As for winding, you cannot overwind it. Just wind the watch until you can't wind it any further and stop. You can have your strap punctured. I've done the same with my IWC strap


----------



## lonebikerider

Congrats on your new watch! I'm also a huge fan of the Portofino vintage and had pretty much set my mind on buying it, but after seeing pics of the new Portofino hand wound 8 days am torn between them...


----------



## trplthrt

Cinq said:


> I would also opt for the Portuguese Automatic. The hands on the Portofino black dial can be very hard to read and I have heard from several owners that the crown is a tad too small to wind it comfortably.
> 
> Another advantage of the Portuguese is that it has a date display.
> 
> 
> 
> 
> 
> 
> 
> 
> 
> 
> Kind regards,
> 
> Cinq


Silly question, but is the strap on in reverse on the Portugese on the left in this pic? Man I love that watch.


----------



## Dimer

trplthrt said:


> Silly question, but is the strap on in reverse on the Portugese on the left in this pic? Man I love that watch.

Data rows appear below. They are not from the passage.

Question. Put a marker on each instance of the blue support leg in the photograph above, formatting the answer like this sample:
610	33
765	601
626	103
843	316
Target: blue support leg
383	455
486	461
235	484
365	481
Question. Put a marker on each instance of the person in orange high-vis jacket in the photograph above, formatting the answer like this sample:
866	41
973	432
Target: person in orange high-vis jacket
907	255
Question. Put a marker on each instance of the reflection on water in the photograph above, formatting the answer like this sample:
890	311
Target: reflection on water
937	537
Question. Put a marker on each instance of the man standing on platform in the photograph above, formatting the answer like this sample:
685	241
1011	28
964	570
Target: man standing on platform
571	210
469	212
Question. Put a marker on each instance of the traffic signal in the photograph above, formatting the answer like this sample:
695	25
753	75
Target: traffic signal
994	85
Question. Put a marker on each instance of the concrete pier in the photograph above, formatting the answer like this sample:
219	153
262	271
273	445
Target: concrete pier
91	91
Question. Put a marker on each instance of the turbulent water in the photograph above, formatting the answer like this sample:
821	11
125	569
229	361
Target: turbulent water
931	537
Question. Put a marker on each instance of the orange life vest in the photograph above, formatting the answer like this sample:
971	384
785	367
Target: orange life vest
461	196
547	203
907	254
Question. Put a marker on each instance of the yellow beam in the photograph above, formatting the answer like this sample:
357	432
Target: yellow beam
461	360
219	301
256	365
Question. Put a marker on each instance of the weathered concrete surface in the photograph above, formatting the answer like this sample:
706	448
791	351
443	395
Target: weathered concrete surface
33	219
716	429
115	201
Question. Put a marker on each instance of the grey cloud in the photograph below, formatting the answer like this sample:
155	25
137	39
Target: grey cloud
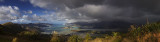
129	11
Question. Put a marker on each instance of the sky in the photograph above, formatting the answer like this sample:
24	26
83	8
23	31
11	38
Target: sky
110	13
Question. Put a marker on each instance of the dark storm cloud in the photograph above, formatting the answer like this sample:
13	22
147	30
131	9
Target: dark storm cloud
129	11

That is the way the strap is with the folding clasp. The tail is always on the 12 position. That way it is easier to fold the clasp.


----------



## Techniec

Very classy watch!

IMHO, as far as elegant watch designs are concerned, IWC is in a league of its own....

Cheers,

Pieter


----------



## trplthrt

Dimer said:


> That is the way the strap is with the folding clasp. The tail is always on the 12 position. That way it is easier to fold the clasp.


Wow that kind of bugs me out.. I am neurotic like that. Not sure how I'd feel about the tail pointing the opposite direction when closed.


----------